As predicted, COP20 – the climate change talks in Lima, Peru
– ended with an
agreement which is both a “breakthrough” and which everyone dislikes. It
asks UN member nations to volunteer information about their strategic
intentions with respect to emissions reductions and encourages “rich” member
nations to contribute to a fund to help alleviated the impacts of climate
change in developing nations.
Here are the key elements of the “deal”:
- Nations may disclose and declare their intentions with respect to emissions reductions or may chose not to. It is entirely voluntary. The thinking is that the political pressure will be such that nations will feel obliged to declare their intention – this despite a survey showing that, in almost every country, climate change is not a major issue for voters. There is also no guarantee that the aggregate of these “intentions” (not commitments) will “save” the planet from warming above 2C (3.6F) from pre-industrial levels.
- Developed nations are encouraged to contribute to the UN Green Climate Fund established to help developing nations either reduce emissions, adapt to climate change or deal with “loss and damage”. Previously (in 2010 in Cancun at COP16), a commitment had been made to offer $100 billion annually by 2020. But this has gone nowhere (there is $10 billion in the fund, but some of it is multiyear funding). There is an understanding that there will be work done between now and the Paris talks in December 2015 on how the previous pledge can be “honoured”. But this is most problematic. For example, Japan committed and then spent $1 billion, but this was the costs of them building coal fired power plants in Indonesia. Coal fired power plants are significant CO2 emitters, even when the plants have “clean coal” technology.
This is the achievement after two weeks, many hours of negotiations
and discussion with close to 10,000 attending. Included among these are close
to 4,000 government officials, a small group of whom negotiate the text of a
deal. What they ended up doing was
kicking the ball down the road to May 2015 in preliminary work for the COP21 in
Paris. There are some key issues left to deal with:
- The legal status of any commitments made in Paris – the Paris deal will replace Kyoto, which was legally binding for those who signed up (not that this had any significance).
- The analysis and aggregation of targets set by nations within a “global budget for CO2” to ensure that the targets will not lead to CO2 enabling warming above 2C.
- The mechanism or mechanisms for funding developing nations through the Green Climate Fund and the size of the contribution of each of the contributing nations.
Should we be concerned at the “smoke and mirrors” of these
COP events? If you believe the climate change = man made disaster narrative,
you might want to think about how this narrative is working for you. If you
believe, as a growing number of climate scientists actually do, that almost all
of the changes in climate we can now see are within the realm of natural
variation, with man’s contribution being low to next to nothing, then we should
be focused not on emissions reduction (which are a good thing), but on
adaptation.
To suggest, as most developing nations do, that extreme
weather events are a result of “man made climate change” and therefore “reparations”

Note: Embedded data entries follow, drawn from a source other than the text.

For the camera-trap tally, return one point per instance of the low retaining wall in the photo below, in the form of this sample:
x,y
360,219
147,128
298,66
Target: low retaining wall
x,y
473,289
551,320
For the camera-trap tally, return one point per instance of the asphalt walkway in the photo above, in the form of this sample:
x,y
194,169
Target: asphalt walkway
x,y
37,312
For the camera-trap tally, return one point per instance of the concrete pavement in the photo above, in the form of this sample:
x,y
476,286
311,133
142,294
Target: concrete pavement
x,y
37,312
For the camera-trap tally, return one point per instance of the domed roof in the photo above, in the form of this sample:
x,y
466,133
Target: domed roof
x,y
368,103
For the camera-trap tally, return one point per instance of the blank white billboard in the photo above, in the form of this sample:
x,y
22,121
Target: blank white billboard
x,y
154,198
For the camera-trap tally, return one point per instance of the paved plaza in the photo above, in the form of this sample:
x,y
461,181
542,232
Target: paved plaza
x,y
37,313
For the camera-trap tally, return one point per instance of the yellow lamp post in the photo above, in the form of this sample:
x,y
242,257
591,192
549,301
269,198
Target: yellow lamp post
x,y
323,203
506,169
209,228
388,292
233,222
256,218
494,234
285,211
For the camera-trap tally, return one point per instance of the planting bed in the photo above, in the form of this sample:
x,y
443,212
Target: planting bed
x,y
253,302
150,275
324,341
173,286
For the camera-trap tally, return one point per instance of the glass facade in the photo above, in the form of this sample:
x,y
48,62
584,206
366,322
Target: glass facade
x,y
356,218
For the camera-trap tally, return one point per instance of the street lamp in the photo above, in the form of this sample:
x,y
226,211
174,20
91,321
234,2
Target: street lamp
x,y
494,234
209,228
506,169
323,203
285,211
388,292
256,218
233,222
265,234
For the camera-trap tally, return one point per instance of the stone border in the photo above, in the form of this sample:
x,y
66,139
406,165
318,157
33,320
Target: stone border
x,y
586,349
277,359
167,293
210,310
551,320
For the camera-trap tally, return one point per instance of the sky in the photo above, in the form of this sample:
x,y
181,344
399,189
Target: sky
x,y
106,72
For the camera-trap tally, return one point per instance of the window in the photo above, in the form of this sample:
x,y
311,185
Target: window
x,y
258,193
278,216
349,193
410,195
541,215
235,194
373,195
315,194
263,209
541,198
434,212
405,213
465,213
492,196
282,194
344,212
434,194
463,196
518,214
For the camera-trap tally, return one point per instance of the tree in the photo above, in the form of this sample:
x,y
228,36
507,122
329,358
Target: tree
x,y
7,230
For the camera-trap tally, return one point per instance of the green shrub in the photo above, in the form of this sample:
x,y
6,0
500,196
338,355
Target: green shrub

must be made by those who emit CO2 (the industrialized nations), is a claim
that is not well supported in science. It’s the narrative some like to use, but
it is not that scientific. The incidence and severity of extreme weather has
not increased. There is little evidence that dangerous weather-related events
will occur more often in the future. The U.N.’s own Intergovernmental Panel on
Climate Change says in its Special
Report on Extreme Weather (2012) that there is “an absence of an
attributable climate change signal” in trends in extreme weather losses to
date. Such events do occur and have
consequences, so nations need to prepare for them. But I am not sure why floods
in Pakistan or Philippines require “reparations” when in fact what they require
is “preparations”.
The fundamental challenge for negotiators is to face up to
some hard truths and not to select some science which supports some ideological
position. The science is much more uncertain and evolving than Ban Ki Moon, Al
Gore or David Suzuki would have you believe. Even the much touted 2C threshold
is problematic. Writing about this, Professor
Judith Curry (a highly respected and credible climate scientist) suggests
that the emphasis on the 2C constitutes “oversimplification of both the problem
and solution in context of a consensus to power approach, plus failure to
actually clarify the meaning of ‘dangerous climate change.” She is building on an important contribution
to this debate by Oliver
Geden. Geden points out that this 2C is not a “set in stone” scientific
threshold – it is not a scientific imperative. But it has become one. This is
what happens to science – it becomes part of a narrative that cannot then be
revised (too many reputations are built around the narrative), even though it
was never intended to be used in such a “touchstone” and imperious way. So the
idea that we base a “new world order” on science is not in fact what is
happening here: the proposal is to base a new global agreement on a story, some
of which has some connection (but weak) to science…that may shed a different
light on all the talk at COP20 and all the talk to come between now and COP21.